Sometimes it's over something truly worthy of asking that question, say, learning your child has a fatal illness. Yeah. Puts it in perspective doesn't it? Today's blog post is inspired by a toddler named Kai. I don't know him or his mama, but we have a few mutual friends. This is his mama's blog Kai's story. Take a moment to read it. Then, re-frame your day and attitude. Perspective is everything, isn't it?
If you've been reading my blog, you know I have good reason to ask "Why me?" Believe me, I have. A lot. That's not what today's post is about. Today's post is something that extended from that experience. Today, it's about how I became a resource for other parents who are now just asking that question to themselves, to God, to the Universe. About how blessed I am to be able to do that. I can only hope it helps someone, somewhere. One of those mutual friends reached out to me this morning, almost apologetically, to ask what she could to do support Kai's mama.
I told her not to be sorry for asking, please, ask away!
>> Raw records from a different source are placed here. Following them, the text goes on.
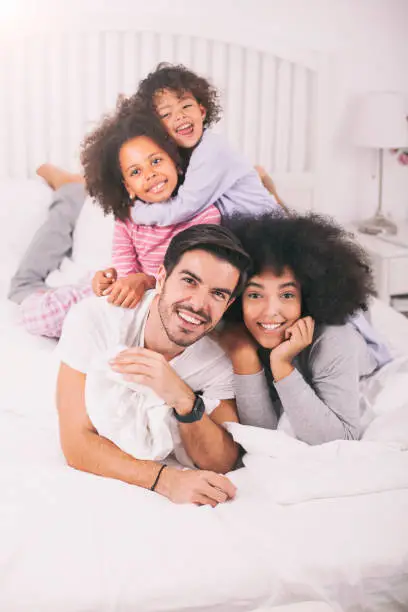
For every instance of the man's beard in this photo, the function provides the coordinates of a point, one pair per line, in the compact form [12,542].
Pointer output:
[165,319]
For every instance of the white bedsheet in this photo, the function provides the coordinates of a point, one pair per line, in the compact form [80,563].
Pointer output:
[324,524]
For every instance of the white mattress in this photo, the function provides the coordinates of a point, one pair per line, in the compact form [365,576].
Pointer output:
[72,541]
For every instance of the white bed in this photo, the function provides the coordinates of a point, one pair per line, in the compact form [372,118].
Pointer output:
[325,525]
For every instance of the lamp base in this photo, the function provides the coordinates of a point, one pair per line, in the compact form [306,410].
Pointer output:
[378,225]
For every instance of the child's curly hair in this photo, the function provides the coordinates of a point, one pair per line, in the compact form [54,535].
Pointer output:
[180,79]
[333,271]
[100,154]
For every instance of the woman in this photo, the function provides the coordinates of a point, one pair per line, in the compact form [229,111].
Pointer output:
[297,355]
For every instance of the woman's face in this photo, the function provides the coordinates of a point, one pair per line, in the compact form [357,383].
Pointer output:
[148,172]
[270,305]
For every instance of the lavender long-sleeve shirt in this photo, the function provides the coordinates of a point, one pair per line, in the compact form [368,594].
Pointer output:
[216,175]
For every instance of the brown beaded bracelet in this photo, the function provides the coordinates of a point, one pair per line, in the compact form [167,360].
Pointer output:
[152,488]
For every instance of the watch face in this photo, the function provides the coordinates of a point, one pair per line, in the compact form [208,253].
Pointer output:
[196,413]
[198,408]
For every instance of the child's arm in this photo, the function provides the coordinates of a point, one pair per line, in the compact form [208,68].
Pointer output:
[129,281]
[124,256]
[212,170]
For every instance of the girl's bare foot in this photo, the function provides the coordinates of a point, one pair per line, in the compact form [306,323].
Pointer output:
[56,177]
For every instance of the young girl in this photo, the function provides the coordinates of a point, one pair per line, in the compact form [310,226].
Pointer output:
[295,355]
[215,174]
[127,156]
[187,106]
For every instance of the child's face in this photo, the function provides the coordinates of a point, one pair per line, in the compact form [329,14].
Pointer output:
[148,172]
[182,116]
[271,304]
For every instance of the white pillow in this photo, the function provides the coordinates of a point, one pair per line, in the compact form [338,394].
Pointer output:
[93,234]
[24,207]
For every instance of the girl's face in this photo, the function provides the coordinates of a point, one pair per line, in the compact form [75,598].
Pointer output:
[148,172]
[270,305]
[181,115]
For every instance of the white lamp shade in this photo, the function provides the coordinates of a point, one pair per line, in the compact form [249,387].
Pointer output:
[380,121]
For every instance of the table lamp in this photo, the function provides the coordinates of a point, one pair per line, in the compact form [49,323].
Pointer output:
[380,123]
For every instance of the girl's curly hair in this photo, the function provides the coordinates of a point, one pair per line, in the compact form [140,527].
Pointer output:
[100,154]
[333,271]
[180,79]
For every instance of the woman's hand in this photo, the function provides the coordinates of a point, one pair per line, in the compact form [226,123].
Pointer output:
[102,280]
[240,347]
[297,338]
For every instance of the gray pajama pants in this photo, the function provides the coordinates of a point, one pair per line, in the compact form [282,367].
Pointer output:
[50,244]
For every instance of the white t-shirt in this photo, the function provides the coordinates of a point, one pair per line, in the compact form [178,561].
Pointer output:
[94,327]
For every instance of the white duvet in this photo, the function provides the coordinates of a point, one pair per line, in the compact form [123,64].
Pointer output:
[323,524]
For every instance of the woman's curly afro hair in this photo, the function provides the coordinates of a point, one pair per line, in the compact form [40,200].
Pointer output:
[180,79]
[333,271]
[100,154]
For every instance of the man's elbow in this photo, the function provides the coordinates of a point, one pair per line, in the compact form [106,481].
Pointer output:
[223,463]
[74,453]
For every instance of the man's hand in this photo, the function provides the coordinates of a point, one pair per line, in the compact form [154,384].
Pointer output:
[128,291]
[198,487]
[149,368]
[297,337]
[102,280]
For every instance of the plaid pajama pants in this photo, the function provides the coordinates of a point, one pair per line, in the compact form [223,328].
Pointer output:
[44,311]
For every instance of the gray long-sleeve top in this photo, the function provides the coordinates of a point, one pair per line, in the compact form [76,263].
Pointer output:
[321,396]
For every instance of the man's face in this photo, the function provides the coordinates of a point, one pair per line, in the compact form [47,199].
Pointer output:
[195,296]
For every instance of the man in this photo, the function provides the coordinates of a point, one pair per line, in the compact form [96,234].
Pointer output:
[204,268]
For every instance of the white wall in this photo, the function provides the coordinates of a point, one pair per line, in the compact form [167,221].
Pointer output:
[368,47]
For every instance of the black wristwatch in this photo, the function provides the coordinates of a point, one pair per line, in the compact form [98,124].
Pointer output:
[196,413]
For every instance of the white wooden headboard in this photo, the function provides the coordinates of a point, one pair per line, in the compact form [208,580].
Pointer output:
[55,84]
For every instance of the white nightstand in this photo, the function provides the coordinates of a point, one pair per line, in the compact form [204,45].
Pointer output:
[390,264]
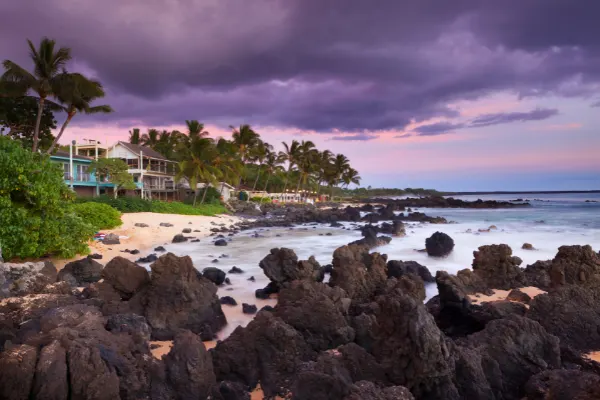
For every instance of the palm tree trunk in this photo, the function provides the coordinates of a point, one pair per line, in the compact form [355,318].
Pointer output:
[256,180]
[204,194]
[62,130]
[38,121]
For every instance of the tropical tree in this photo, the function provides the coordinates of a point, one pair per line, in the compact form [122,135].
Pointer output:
[306,162]
[351,176]
[273,166]
[150,139]
[199,167]
[195,129]
[259,155]
[17,120]
[291,155]
[115,171]
[76,93]
[245,139]
[227,161]
[49,64]
[134,136]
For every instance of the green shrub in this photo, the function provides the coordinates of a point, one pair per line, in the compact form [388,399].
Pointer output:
[123,204]
[36,216]
[99,215]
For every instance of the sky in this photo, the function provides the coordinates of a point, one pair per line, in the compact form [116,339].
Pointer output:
[452,95]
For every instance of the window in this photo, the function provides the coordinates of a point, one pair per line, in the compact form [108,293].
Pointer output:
[82,173]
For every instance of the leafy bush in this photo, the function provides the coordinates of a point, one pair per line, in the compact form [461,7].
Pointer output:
[122,204]
[36,216]
[136,204]
[213,196]
[100,216]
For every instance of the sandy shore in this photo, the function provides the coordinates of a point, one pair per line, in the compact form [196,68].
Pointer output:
[500,295]
[146,239]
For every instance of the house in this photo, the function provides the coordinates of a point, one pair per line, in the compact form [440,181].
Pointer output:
[76,174]
[153,173]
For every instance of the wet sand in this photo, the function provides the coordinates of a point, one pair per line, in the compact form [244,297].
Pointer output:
[146,239]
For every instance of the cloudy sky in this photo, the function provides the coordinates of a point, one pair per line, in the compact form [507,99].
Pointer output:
[453,95]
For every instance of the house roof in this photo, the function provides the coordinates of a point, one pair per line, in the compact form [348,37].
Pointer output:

Thank you for caring so much about Kai and his family and recognizing that they need *something*. Something that they may not even realize they need or be able to articulate. I was so happy to see friends being so pro-active about reaching out to a family at their time of need, struggling with difficult decisions, born entirely out of love.
I am well connected in the local birthing and parenting community. Having taught childbirth and safety classes, attended births as a doula and my career in health care in addition to the community at large knowing I lost a child through my work with Meghan's Hope and the local media's support of it means people come to me when they know someone who has lost a child or who is struggling with a child who has a fatal diagnosis. Still, some people are afraid to ask me. Don't ever be afraid to ask me anything!
I'll admit, it's a double-edged sword in a way. While I am thrilled to be able to lend my experience and insight as a result of my own losses and provide support to others just beginning to walk the road of bereavement, I still ask "Why me?" Please don't mis-understand. It's part of the process.
I want people to see me as a resource. I want to help others because others were there to help me in my time of despair, confusion, anger, depression and grief. I want to pay it forward. Mostly, I just care about mamas, daddies and their precious children. I know how much it hurts. I know what helps and what doesn't. I will do anything I can for anyone struggling around the loss or potential loss of a child. I should be working right now, instead I replied to my friend, I sent Reiki to Kai and his mama and left a note on her blog, I am writing this. It's because it's what I need to do. Nothing else matters right now.
I can't help but wonder, is this part of my 'mission'? When Meg died, I could've withdrawn, buried it right along with her, kept it close and just lived my life. I didn't. I told her story. I still do. Every. Single. Day. I write, I speak, I teach. I reach out to others. Others reach out to me for information and advice. I give it. Freely. Lovingly. I can't imagine doing anything else.
Maybe Meghan helped me in more ways than I could've imagined. For out of my grief and out of her death has bloomed a beautiful flower that has saved countless other lives and hopefully facilitates the difficult road for other parents who are on the journey toward confronting and healing from their own profound losses.
For today, I ask two things. First, say a prayer or hold a positive intention for Kai and his family. They have made a difficult decision born entirely out of love and it's a beautiful thing, as difficult as it is. Families do this every day. Secondly, take a deep breath, tell your kids you love them and give them an extra squeeze and kiss. Give thanks for today and every day you have with them.